案桌上,一颗石灰腌制的人头栩栩如生,阴森恐怖,让人不寒而栗。
皇上看了半晌,神色复杂极了,“这是伊吉尔王子的人头?”
“是。”容靖微微拱手,没有多说一个字。
皇上挥了挥手,大太监将人头带下去,众人这才暗暗松了一口气,暗搓搓的看向角落里的定远侯。
定远侯的内心并不平静,但面上不动声色。
皇上拿起案件记录,一页页的翻看,看到某一行时瞳孔猛的放大,沉默了良久后,将记录拿给众重臣看。
众人轮流翻阅,都暗暗心惊,这皇子都被扯进来了,宁家这事越闹越大,真不知该怎么收场?
皇上盯着他们的面容,可惜,都是千年老狐狸,没有心虚害怕的。
“她说,兵符没在她手里?”
兵符也叫虎符,用来调兵遣将,是非常重要的信物,打仗时士兵只认虎符不认人。
所以,万一丢失或者被盗,麻烦就大了。
偏偏,宁家军这块兵符随着宁家人的陨落消失不见了,这让朝堂上上下下寝食难安。
“是。”
皇上将记录往桌案一扔,揉了揉眉心,“诸位爱卿,你们怎么说?”
重臣们你看看我,我看看你,首辅率先站出来,“禀皇上,宁知微是女子,不可能接触到兵符。关键是,她拿了也没用,谁会听一个女子的号令?”
“皇上不必忧心,这兵符重要,也不重要。”兵部尚书嘴上这么说,但心里也焦虑,已经命人暗中地毯式的搜查。
“兵符是用来调兵遣将,但,普通人拿了指挥不动宁家军,只有宁家人才行。”
认兵符不认人,也要分情况,宁家军两百年来只受宁家人节制,只有宁家人有这个号召力。
问题是,宁家成年男丁都折在战场, 未成年的男孩一共就两个,最大的才五岁,等他长大还需要十几年。
能否安全长大还不好说,就算平安长大,十几年足以发生翻天覆地的改变。
至于战场失踪的男丁,现在不出现,几乎没有生还的可能。
这么一来,权力真空就出现了。
十万宁家军啊,镇守西北,谁不想拿下这么一大块肥肉?
次辅拱了拱手,扬声道,“皇上,如今宁家军群龙无首,得尽早安排主帅,安抚军心,重新夺回失地。”

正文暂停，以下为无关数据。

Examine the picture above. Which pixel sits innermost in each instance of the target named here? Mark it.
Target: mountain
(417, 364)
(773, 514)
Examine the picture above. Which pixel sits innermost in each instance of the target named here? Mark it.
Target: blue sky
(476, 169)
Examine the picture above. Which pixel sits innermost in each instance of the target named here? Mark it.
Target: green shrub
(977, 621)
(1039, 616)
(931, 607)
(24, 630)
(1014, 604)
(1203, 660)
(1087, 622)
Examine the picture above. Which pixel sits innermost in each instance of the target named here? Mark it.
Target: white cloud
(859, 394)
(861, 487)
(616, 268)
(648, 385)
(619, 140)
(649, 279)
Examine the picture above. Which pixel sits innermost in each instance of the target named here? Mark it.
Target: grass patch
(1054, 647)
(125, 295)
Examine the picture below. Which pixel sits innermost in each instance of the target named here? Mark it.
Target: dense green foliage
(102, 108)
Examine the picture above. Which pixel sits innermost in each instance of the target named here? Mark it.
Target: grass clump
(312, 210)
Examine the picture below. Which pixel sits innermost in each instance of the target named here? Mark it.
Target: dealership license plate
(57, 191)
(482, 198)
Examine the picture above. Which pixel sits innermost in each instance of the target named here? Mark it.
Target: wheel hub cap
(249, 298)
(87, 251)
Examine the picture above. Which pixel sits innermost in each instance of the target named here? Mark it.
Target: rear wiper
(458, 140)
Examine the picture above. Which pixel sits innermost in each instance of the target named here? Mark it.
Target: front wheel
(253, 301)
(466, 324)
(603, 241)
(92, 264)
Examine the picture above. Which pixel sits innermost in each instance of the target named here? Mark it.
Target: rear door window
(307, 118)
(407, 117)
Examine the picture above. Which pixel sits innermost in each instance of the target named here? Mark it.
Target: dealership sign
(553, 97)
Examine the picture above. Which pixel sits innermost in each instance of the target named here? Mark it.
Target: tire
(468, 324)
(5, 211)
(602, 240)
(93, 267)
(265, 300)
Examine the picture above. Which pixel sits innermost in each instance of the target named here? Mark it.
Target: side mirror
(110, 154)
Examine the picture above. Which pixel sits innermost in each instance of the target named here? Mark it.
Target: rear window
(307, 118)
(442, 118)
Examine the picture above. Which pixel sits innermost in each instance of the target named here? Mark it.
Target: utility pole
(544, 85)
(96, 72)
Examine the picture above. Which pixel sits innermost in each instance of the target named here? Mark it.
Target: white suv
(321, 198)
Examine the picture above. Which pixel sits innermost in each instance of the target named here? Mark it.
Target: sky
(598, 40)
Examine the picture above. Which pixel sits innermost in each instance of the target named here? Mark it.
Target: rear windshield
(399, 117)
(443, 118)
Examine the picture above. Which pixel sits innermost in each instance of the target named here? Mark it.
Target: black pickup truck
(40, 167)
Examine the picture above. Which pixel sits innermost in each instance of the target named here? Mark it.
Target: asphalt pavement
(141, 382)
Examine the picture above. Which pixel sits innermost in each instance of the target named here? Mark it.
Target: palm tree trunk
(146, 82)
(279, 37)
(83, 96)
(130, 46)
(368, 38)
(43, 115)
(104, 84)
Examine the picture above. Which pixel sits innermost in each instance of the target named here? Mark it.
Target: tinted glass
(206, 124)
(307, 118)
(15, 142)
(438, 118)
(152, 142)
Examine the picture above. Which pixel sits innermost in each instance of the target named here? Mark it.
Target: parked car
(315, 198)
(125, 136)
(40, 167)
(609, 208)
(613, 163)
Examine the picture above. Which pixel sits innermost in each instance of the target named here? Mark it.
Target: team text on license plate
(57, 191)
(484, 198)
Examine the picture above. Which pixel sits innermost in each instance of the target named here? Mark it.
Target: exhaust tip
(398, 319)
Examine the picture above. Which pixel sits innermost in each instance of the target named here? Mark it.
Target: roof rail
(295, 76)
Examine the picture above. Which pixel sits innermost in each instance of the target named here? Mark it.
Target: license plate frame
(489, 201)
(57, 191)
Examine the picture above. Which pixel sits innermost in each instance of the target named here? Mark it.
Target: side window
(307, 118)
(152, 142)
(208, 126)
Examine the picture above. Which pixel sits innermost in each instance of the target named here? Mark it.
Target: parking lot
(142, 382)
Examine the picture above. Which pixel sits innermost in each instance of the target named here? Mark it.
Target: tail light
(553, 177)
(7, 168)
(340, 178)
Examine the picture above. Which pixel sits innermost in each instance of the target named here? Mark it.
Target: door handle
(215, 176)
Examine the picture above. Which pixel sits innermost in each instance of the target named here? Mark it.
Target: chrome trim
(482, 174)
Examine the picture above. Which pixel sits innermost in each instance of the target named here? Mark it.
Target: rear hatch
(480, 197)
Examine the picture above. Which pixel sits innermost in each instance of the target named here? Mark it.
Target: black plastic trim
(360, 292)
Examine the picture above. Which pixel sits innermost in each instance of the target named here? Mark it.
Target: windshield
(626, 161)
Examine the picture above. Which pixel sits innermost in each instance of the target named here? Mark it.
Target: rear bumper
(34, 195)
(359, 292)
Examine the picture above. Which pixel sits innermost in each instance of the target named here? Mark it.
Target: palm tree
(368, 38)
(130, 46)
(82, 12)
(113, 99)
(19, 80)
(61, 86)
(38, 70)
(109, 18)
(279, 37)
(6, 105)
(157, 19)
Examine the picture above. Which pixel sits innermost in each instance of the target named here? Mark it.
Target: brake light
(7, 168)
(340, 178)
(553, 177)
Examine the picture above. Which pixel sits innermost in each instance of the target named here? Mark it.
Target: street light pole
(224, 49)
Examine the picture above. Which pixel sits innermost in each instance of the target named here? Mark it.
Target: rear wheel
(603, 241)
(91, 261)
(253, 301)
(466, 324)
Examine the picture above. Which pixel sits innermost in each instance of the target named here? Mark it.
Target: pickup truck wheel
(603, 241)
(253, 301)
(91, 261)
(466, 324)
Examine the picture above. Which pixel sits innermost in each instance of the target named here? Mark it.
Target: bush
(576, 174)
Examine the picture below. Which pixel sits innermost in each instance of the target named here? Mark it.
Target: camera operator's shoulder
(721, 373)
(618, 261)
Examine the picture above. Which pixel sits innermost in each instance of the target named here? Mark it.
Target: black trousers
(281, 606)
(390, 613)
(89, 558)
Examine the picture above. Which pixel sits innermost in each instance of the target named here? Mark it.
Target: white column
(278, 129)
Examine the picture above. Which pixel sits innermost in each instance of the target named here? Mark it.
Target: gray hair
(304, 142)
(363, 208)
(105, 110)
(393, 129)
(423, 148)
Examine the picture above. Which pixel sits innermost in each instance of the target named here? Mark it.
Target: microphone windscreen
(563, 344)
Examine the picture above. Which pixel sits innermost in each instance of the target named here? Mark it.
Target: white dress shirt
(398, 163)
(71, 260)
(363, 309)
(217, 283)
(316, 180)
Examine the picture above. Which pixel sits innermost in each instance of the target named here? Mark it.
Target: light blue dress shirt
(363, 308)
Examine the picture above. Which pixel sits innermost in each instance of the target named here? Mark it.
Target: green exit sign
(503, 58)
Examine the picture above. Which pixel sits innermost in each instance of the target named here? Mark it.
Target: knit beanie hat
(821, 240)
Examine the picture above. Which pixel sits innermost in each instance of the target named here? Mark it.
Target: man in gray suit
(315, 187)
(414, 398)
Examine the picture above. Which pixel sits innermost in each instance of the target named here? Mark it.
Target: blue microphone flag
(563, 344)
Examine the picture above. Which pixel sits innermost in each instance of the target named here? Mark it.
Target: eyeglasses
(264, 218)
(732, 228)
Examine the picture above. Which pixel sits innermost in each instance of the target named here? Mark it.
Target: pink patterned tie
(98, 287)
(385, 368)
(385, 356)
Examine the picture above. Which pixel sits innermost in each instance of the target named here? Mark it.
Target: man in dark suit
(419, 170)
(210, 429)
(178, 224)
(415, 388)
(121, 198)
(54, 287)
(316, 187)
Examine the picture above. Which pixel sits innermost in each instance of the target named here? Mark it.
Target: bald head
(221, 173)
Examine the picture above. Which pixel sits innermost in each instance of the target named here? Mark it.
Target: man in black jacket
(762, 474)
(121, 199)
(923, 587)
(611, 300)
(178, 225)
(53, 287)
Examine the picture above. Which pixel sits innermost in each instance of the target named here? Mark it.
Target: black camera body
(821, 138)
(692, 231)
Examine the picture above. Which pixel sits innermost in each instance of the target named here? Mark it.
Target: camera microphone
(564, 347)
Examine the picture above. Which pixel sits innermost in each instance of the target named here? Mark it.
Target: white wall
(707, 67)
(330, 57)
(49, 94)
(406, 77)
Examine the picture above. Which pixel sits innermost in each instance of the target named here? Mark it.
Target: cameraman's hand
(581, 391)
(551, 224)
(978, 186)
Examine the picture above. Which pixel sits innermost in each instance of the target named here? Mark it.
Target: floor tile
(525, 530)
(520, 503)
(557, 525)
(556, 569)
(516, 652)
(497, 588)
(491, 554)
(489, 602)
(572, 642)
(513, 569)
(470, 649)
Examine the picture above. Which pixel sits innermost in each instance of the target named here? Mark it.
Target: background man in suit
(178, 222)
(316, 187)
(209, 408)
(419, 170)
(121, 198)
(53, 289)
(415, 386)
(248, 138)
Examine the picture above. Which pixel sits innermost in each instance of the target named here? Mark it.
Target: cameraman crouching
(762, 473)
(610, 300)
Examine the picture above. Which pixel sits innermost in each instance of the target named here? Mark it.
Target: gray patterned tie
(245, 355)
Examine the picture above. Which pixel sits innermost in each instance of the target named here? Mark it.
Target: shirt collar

皇上拿起香茗喝了一口,烟雾缭绕中,他的面容模糊不清。
“各位爱卿,可有什么人选推荐?”
众人立马踊跃争了起来,“臣举荐马猛将军,他在宁老将军麾下多年,打仗勇猛,是一员不可多得的猛将。”
这是保皇派。
“臣举荐韩渠将军,他用兵如神,颇有几分宁老将军年轻时的风采。”这是大皇子派。
“臣举荐江老将军,他爱兵如子,在士兵们很有威望。”这是太子派。
大家为了争抢地盘,为了战斗力超强的宁家军,使出了九牛二虎之力,吵吵嚷嚷快打起来了,全然没有了朝中高官的风度。
皇上饶有兴趣的看着这一摊子,心思飞转。
不知过了多久,皇上看了看暗下去的天色,淡淡的道,“都散了吧,定远侯留下。”
各位重臣退下去时,都意味深长的看了定远侯一眼,定远侯心里直打鼓,忐忑不安。
在他胡思乱想时,头顶响起一道淡漠的声音,“她没认你?”
定远侯想到那个看似端庄得体,其实性子极为恶劣的少女,心中涌起一股怒火,“她待臣如陌生人。”
他可以不要那个女儿,但她不能不孝,不能不认。
她居然故意吓唬他,不配为人女。
皇上淡淡瞥了他一眼,宁知微长的更像前定远侯夫人,性子也像,都刚烈倔强,宁为玉碎不为瓦全。
“毕竟是血亲,多哄哄,父女之间哪有什么隔夜仇。“
定远侯心念一动,“您说的是。”
皇上的手轻敲案桌,哒哒哒,敲的定远侯心慌意乱。
“交给你一个任务,在一个月内找到那块兵符。”
定远侯恍然大悟,皇上还是怀疑那块兵符落在宁知微手里。
一时之间,心里说不出是什么滋味。
“臣……恐怕难以……”
他宁愿明哲保身,也不愿掺和进这一摊浑水中。
皇上扬了扬手,打断他的话,“让静姝进宫陪陪贵妃,贵妃很想念她。”
林静姝,定远侯最心爱的女儿,长的是花容月貌,是京城第一美女,才华洋溢,门槛都快被各路媒人踏破了。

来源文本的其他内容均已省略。